Hay dos relatos presentados como otros tantos homenajes a Agatha Christie y que son auténticos «divertimenti» llenos de guiños intertextuales: «El caso de la abuelita fusilada» —donde el «toque» Christie consiste en indagar un crimen cometido setenta años antes, aunque el módulo estilístico es chandleriano— y «El cofre de las tres joyas», con anciana asesinada y solución a cargo del detective en presencia de herederos y mayordomo. Son historias que la prosa ágil del autor hace entretenidas y que se olvidan poco después. Se trata, en suma, de una literatura correcta, pero de alcance corto. El escritor puede ir más lejos; lo ha demostrado en otras ocasiones y en algunas páginas de este libro. Tendrá sus razones para no haberse exigido más. Por otra parte, la historicidad del relato, es decir, el hecho de que sobre la anécdota y los personajes graviten unas determinadas circunstancias, no debe confundirse con la actualidad, con el recurso fácil a la mención de un programa televisivo de moda o a repartir por el texto alusiones o referencias a hechos minúsculos que son flor de un día y perecederos por su propia naturaleza insustancial. Esta supeditación excesiva a la crónica de actualidad no añade temple histórico al relato, sino que le inyecta los gérmenes de su envejecimiento. En el caso de Vázquez Montalbán, las incitaciones del cronista superan a veces las estrictas exigencias que deben presidir la construcción novelesca.

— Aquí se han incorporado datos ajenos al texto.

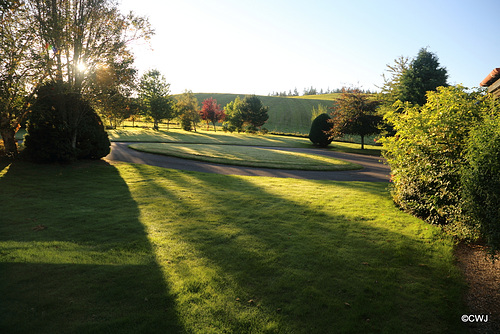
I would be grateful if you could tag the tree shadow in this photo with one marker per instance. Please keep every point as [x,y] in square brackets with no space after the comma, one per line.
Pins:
[299,269]
[72,260]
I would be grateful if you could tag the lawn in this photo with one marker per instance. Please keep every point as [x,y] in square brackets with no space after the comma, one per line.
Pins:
[285,114]
[205,137]
[123,248]
[247,156]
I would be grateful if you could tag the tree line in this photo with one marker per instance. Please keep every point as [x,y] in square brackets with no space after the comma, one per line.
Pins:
[62,61]
[442,143]
[313,91]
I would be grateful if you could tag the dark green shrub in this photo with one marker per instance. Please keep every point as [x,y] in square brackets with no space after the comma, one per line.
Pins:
[426,154]
[92,140]
[62,127]
[320,127]
[250,128]
[481,180]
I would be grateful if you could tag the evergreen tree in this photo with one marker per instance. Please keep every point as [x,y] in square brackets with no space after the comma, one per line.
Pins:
[154,93]
[424,74]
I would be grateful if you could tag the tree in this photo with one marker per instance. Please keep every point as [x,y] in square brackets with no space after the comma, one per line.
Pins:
[187,109]
[234,119]
[211,112]
[426,155]
[81,35]
[154,92]
[320,128]
[20,72]
[253,111]
[390,90]
[316,111]
[354,113]
[424,74]
[112,87]
[247,111]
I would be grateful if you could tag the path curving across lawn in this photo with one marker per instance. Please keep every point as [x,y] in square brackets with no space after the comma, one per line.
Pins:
[374,170]
[250,156]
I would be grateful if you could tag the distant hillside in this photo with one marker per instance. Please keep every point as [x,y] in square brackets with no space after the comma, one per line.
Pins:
[292,115]
[331,97]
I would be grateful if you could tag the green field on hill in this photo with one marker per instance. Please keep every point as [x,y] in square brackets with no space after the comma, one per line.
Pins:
[290,115]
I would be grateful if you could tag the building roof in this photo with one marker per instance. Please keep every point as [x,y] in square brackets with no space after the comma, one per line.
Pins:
[491,78]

No es una novedad repetir a estas alturas lo que ya se ha dicho en infinidad de ocasiones: Vázquez Montalbán escribe bien. Pero alguna vez dormita y hasta se deja mecer por usos no castellanos —«mala olor» (pág. 80), «farsa de salchichas» (pág. 97)— o por desvíos varios: «el áurea mediócritas» (pág. 127), «era lo suficiente machista como para que...» (pág. 121). Pero observaciones de esta naturaleza se multiplicarían en casos de textos de otros autores que, además, nos sumirían en un invencible aburrimiento. Al menos esto último no podrá decirse de Vázquez Montalbán.